The Washington Post made a front-page story Thursday out of the revelation that NBC Nightly News anchor Brian Williams lied about being on a helicopter hit by a rocket-propelled grenade in Iraq.
Media reporter Paul Farhi began: "NBC News anchor Brian Williams conceded on Wednesday that a story he had told about being under fire while covering the invasion of Iraq in 2003 was false."
Farhi continued:
“After a groundfire incident in the desert during the Iraq war invasion, I made a mistake in recalling the events of 12 years ago,” he said...
The admission is a rare black mark for Williams, a poised, veteran newsman who has anchored NBC’s signature newscast since 2004 and has endeared himself to non-news audiences through appearances on “30 Rock,” “The Tonight Show” and other entertainment programs.
At least in the short term, the false story may damage the anchor’s most valuable asset — his credibility. NBC has not said whether he will face discipline for perpetuating the false story.
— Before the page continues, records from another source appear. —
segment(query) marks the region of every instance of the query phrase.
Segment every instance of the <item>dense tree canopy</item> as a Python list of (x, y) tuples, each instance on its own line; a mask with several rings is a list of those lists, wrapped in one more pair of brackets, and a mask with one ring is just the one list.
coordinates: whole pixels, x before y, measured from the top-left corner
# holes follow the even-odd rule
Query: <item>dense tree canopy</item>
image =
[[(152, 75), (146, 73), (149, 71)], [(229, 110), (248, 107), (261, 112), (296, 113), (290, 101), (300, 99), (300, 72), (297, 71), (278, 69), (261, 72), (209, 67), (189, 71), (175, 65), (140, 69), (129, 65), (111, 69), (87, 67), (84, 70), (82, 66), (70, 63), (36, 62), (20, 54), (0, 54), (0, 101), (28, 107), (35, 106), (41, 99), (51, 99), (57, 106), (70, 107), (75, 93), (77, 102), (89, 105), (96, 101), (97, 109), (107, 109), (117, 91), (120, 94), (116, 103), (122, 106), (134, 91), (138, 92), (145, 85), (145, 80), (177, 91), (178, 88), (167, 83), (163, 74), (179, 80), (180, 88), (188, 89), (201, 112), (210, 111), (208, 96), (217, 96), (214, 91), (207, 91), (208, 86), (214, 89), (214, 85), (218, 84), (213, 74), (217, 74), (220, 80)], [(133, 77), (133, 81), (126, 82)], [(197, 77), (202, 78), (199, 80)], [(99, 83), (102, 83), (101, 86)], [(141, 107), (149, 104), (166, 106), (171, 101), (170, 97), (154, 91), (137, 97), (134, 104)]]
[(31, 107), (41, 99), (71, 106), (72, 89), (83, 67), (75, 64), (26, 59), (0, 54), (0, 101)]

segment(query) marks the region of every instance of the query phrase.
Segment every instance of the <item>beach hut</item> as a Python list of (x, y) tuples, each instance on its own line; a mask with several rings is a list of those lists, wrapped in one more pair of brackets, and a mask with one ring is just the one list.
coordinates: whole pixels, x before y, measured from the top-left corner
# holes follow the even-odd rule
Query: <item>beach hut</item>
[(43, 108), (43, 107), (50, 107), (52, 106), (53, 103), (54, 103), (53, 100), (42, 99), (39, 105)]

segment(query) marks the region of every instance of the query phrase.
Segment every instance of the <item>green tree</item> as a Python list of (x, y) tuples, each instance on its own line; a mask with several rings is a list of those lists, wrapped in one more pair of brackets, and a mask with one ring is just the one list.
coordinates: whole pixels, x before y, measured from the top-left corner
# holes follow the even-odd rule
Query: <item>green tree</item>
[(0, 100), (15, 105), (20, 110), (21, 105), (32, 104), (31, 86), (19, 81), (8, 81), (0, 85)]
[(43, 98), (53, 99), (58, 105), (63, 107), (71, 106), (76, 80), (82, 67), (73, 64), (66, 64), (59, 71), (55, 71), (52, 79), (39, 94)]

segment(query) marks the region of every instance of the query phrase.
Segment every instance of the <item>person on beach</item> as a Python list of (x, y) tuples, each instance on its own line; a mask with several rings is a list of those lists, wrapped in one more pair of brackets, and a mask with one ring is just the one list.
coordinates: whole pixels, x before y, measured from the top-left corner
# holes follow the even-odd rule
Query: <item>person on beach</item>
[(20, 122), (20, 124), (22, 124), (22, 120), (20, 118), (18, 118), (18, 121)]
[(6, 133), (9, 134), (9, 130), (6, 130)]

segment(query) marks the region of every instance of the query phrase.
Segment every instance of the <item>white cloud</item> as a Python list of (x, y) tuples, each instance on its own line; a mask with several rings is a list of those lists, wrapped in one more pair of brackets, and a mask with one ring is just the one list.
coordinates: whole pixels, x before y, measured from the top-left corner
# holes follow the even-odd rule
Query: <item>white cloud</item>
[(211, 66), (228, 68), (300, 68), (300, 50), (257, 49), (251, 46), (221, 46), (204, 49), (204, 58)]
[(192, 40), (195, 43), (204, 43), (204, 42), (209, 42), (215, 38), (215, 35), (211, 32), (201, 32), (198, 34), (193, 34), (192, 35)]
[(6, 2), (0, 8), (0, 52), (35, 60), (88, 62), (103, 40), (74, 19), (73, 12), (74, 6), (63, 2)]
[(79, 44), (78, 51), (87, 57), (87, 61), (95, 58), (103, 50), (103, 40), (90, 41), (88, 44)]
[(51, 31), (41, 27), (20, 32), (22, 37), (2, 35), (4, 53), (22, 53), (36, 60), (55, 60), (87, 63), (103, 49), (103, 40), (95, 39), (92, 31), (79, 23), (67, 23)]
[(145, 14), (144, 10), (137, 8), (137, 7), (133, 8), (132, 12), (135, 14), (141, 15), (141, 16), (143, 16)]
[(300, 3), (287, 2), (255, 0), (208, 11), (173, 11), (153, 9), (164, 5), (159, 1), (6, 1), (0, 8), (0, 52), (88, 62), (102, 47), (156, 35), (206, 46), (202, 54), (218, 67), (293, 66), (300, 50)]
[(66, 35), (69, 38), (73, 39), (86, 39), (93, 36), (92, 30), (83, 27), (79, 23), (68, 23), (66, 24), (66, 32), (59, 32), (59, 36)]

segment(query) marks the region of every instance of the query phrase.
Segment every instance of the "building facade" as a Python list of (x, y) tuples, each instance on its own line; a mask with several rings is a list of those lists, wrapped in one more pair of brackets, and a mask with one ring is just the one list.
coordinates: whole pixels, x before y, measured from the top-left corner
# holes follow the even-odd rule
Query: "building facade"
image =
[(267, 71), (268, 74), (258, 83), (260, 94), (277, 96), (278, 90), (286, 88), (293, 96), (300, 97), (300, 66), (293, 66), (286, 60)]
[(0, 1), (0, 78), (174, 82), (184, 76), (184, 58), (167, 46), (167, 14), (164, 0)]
Williams’s claim of surviving an air attack bothered several soldiers familiar with air operations at the time, including Sgt. 1st Class Joseph Miller, who was the flight engineer on the helicopter that carried the NBC News crew. “No, we never came under direct enemy fire to the aircraft,” he told the newspaper. The soldier’s complaints prompted Williams to issue his first apology Wednesday afternoon on the “NBC Nightly News” Facebook page....
Lance Reynolds, the flight engineer on the Chinook that was hit, told Stars and Stripes: “It was something personal for us that was kind of life-changing for me. I know how lucky I was to survive it. It felt like a personal experience that someone else wanted to participate in and didn’t deserve to participate in.”
Farhi also noted another place where NBC has spread this tall tale:
A somewhat ambiguous recounting appears in “Operation Iraqi Freedom: The Inside Story,” a book written by NBC Enterprises in 2003. That account has Williams in the helicopter and details such as the grenade round grazing a crewman’s face.
It’s unclear in the book which Chinook Williams was riding in, but he comments: “There was some symbolism in all of this. A Vietnam-era RPG going clean through the tail of a Vietnam-era Chinook helicopter.” And a caption describes a photo taken inside a helicopter, saying “With NBC anchor Brian Williams...aboard, Army Chinook helicopters are forced to make a desert landing after being attacked by Iraqi Fedayeen.”
The New York Times buried the story the bottom of B-10, in a 377-word article by Ravi Somaiya headlined “NBC Anchor Apologizes for Saying He Was Shot Down Over Iraq.” Somaiya began generously: "The NBC News anchor Brian Williams apologized Wednesday for mistakenly claiming he had been on a helicopter that was shot down by ground fire in Iraq in 2003."
The story did include a snippet from Reynolds:
“Sorry dude, I don’t remember you being on my aircraft,” wrote Lance Reynolds on Facebook. “I do remember you walking up about an hour after we had landed to ask me what had happened.”
USA Today buried it in a three-paragraph news brief on the bottom of A-3: “NBC’s Williams sorry for false Iraq story in 2003.” The front of the paper’s Life section was dominated by NBC’s “Today” crew picking Grammy winners.